There are practical forms of help that any aspiring or accomplished writer needs. For example, Margaret Atwood employs several assistants to ensure the historical accuracy of her novels, and an academic colleague from my previous life used to pay a young woman to sit in his room and listen to the ideas for his latest book (although whether her role was muse, eye candy, or amanuensis was never made quite clear). Writing groups can be helpful, providing fertile environments in which to grow and share one’s writing. Editors, agents and proof-readers can all support authors in the final crafting of their books through attention to the mechanics of the plot, the readability and flow, the grammatical appropriateness of various sentences, and removing surplus apostrophes. I don’t doubt the value of each of those kinds of help as a means towards becoming a better and more accomplished writer.
But the kind of help I want to write about in this blog is that which I most value...One of the major challenges facing any fledgling author is learning to believe in their own value as a ‘writer’. I have endless word-processed pages and a head filled with ideas, but everyone has at least one novel within them, right? I have no expectation that I am more or less special than all those other people; yet to be a ‘writer’, I need to recognize and value my writing as a significant part of my life. I need to believe that the crafting of my words is a worthwhile activity (and deserves to take me away from domesticity and paid work). I’ve been quite slow to realize this, but fortunately my friends got there before me. Their friendships push me towards the leap of faith that I am a ‘writer’, and that helps more than anything else.
I have a friend who sent me a pair of earrings made from pencil stubs and a necklace made from the Scrabble letter which starts my first name. Another friend, concerned about my complaint about how cold I get when writing late at night, sent a scarf whose material keeps me warm but whose color is so outspoken and bright that it does not allow me to take myself too seriously. When I think I can’t write, I wear the jewelry and wrap the scarf about me, and I’m instantly surrounded by those friends and the belief they have in me and my writing.My dearly loved neighbor pounces on me every now and again and takes me out for breakfast or coffee and cake. We avoid the small talk, and laugh irreverently through discussions of love and life, of writing and not-writing. Those moments are the effervescence which fuels my pen through the next few days, as though the bubbles of our friendship feed my writing.

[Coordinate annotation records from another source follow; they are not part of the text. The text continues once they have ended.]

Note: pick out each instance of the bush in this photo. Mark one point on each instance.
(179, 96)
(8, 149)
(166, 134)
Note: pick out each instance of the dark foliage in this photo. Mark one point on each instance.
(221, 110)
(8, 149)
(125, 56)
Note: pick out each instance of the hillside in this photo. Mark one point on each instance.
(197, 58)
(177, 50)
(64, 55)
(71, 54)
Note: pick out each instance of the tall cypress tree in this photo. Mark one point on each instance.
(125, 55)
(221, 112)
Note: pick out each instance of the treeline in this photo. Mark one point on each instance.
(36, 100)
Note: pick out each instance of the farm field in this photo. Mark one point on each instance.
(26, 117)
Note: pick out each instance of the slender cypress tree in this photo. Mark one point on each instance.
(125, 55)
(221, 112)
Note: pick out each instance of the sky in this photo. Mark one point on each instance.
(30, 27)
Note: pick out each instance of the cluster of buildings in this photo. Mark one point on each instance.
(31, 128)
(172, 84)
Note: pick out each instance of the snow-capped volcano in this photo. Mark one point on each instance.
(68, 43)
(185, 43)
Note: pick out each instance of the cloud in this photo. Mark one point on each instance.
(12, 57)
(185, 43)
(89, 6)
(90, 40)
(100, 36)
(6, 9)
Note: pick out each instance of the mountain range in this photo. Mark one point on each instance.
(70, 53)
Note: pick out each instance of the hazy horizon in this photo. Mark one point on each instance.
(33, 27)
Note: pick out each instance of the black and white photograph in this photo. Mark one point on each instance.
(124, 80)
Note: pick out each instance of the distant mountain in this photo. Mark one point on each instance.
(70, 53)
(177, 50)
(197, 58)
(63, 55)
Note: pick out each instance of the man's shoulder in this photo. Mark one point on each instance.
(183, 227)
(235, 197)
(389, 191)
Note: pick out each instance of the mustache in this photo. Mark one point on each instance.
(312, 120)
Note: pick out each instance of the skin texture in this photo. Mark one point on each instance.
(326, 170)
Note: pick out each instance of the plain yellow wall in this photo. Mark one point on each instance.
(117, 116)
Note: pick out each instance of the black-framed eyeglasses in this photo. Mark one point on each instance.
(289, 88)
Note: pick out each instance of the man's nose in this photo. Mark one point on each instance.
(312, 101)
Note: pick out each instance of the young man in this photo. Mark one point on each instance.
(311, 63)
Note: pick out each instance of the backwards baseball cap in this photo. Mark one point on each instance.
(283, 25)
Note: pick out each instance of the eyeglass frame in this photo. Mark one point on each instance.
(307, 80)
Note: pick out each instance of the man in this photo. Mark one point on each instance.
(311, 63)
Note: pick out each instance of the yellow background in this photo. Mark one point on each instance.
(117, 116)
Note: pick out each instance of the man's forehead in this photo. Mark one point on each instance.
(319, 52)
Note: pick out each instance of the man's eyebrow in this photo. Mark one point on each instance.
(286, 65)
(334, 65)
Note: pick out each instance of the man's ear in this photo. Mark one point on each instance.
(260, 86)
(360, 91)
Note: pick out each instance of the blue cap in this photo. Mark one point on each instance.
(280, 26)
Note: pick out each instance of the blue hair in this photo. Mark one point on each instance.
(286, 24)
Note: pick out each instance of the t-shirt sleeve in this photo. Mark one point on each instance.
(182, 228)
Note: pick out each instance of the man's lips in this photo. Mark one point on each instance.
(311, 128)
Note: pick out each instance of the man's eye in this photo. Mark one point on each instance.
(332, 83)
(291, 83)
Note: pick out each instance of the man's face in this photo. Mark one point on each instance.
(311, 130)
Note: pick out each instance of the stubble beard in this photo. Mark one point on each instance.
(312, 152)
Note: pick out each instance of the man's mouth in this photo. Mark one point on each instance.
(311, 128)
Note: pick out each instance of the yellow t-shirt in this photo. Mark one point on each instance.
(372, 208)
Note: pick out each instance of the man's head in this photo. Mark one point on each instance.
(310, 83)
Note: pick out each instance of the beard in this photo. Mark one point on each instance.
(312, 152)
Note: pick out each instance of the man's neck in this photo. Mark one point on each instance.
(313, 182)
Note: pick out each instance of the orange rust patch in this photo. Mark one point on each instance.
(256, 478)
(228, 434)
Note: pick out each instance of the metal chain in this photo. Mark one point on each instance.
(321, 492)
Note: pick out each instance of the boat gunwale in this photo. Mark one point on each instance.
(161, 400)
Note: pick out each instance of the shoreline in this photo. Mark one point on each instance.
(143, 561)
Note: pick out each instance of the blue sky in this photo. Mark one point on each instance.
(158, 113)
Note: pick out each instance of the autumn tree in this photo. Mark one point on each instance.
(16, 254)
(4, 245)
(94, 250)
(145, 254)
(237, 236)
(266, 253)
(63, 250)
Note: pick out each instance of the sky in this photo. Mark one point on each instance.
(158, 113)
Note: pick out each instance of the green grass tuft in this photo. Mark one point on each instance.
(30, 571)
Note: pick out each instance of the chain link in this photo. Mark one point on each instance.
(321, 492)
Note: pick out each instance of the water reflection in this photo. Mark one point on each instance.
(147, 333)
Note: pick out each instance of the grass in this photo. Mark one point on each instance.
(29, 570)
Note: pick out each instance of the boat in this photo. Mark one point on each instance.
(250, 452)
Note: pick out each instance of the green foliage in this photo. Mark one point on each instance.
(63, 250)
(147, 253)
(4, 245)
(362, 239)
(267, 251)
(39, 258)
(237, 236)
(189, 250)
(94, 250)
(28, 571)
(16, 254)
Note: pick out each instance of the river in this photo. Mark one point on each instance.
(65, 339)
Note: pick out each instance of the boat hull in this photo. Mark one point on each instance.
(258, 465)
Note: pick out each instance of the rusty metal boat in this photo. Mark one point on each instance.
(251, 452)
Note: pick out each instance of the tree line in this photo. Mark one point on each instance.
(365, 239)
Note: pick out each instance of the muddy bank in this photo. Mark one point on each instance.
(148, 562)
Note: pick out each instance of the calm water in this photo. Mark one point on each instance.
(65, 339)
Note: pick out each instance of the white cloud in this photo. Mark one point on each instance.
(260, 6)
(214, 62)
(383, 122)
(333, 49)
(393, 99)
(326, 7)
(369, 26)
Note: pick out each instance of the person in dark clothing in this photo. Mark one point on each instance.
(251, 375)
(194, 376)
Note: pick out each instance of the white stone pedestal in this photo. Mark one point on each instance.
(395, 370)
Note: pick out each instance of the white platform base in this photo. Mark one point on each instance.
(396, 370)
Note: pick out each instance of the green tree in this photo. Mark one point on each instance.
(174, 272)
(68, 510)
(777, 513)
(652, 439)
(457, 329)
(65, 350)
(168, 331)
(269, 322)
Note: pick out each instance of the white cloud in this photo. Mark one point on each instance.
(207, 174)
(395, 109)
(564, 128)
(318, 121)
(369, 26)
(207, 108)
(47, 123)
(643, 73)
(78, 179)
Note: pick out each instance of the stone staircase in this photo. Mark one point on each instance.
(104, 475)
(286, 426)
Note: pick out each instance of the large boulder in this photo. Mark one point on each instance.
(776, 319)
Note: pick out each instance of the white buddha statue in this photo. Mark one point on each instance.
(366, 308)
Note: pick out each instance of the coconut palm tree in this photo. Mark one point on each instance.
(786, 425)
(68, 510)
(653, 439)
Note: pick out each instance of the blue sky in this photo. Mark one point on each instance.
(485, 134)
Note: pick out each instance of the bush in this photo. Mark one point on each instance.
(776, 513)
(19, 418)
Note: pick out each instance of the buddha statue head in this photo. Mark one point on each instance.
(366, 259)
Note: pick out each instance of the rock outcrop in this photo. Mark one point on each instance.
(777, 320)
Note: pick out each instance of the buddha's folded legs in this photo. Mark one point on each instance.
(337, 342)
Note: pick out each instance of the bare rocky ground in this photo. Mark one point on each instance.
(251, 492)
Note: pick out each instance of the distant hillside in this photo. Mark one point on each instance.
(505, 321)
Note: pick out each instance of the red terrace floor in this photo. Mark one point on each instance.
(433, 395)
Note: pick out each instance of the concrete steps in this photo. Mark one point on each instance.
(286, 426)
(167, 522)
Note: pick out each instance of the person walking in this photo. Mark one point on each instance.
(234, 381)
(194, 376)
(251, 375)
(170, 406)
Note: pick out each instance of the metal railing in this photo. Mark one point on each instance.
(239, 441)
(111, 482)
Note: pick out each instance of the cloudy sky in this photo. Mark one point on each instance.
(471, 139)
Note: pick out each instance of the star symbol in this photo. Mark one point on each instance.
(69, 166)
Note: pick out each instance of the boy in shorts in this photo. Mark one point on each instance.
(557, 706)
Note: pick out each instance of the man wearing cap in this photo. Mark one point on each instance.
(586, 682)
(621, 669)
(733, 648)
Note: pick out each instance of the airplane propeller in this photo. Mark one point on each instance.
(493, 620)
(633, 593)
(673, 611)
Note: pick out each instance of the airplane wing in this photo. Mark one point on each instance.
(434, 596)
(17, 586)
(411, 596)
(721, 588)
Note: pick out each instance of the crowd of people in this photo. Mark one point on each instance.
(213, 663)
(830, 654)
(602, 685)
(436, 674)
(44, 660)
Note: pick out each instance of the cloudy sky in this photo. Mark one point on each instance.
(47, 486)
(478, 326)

And my partner buys me bottles of exquisitely colored inks and notebooks of different shapes and sizes. He brings glasses of wine and plates of snacks to my study when I write in the evening and never suggests that I should be spending time with him instead.
To write, surrounded by love and support and respect, helps more than any spell-checker package or self-help writing manual or fancy new laptop. My writing comes by ‘with a little help from my friends’, and with their help I’ll be a writer yet.